Dell XPS 15 review: Battery life

All that power hungry hardware inside the Dell XPS 15 takes a pretty hefty toll on battery life, however. Despite a fairly large 84Wh battery (for comparison, the 15in Apple MacBook Pro has a 99Wh battery), the XPS 15 only managed to survive 5hrs 40mins in our video rundown test, and bear in mind that's with screen brightness dimmed down to 170cd/m2 and Wi-Fi switched off.

Frankly, I'd have expected a better result here. Anecdotally, there are several XPS 15 owners on Twitter reporting around six hours under normal usage, so it seems like our tests are pretty much on the money. Stamina simply isn't one of the XPS 15's strong suits.

While we're on the subject of battery life, it is worth bearing in mind that the Full HD model comes with a significantly smaller 56Wh battery, so it may fare even worse than its pricier brethren. Whether that's completely offset by a less greedy display it's impossible to say, but we'll update this review if and when we get our hands on one.

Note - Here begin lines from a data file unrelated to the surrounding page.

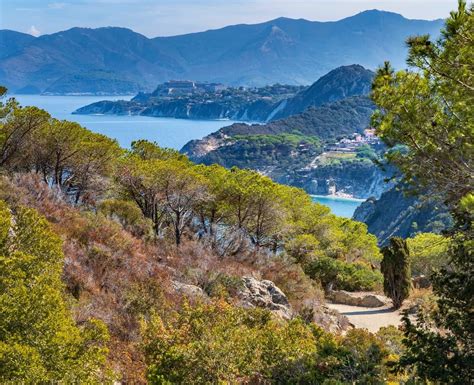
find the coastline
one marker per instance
(342, 197)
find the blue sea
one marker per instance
(167, 132)
(343, 207)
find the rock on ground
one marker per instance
(265, 294)
(190, 291)
(363, 299)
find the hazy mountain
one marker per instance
(338, 84)
(340, 118)
(265, 104)
(11, 42)
(282, 50)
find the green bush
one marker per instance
(340, 275)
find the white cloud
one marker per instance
(34, 31)
(56, 5)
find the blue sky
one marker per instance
(170, 17)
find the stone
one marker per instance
(421, 282)
(190, 291)
(362, 299)
(331, 320)
(264, 294)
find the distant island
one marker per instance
(116, 60)
(199, 100)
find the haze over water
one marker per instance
(167, 132)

Dell XPS 15 review: Verdict

Aside from a handful of niggles, and the somewhat disappointing battery life, though, Dell should be patting itself on the back for delivering yet another top-notch Windows 10 laptop. The XPS 15 is powerful, portable and equipped with all the features anyone could ask of a high-end device. Factor in the genuine gaming capabilities, and I can see the XPS 15 being very popular everywhere from the bedroom to the boardroom.

No, it isn't cheap, especially not the $2,999 model I had for review, but this is exactly the kind of laptop that manufacturers need to be making if they're really going to take the fight to Apple's increasingly dominant MacBook family. It's fast, gorgeous and multi-talented: for me, this really is the do-it-all Windows laptop I've been waiting a decade for.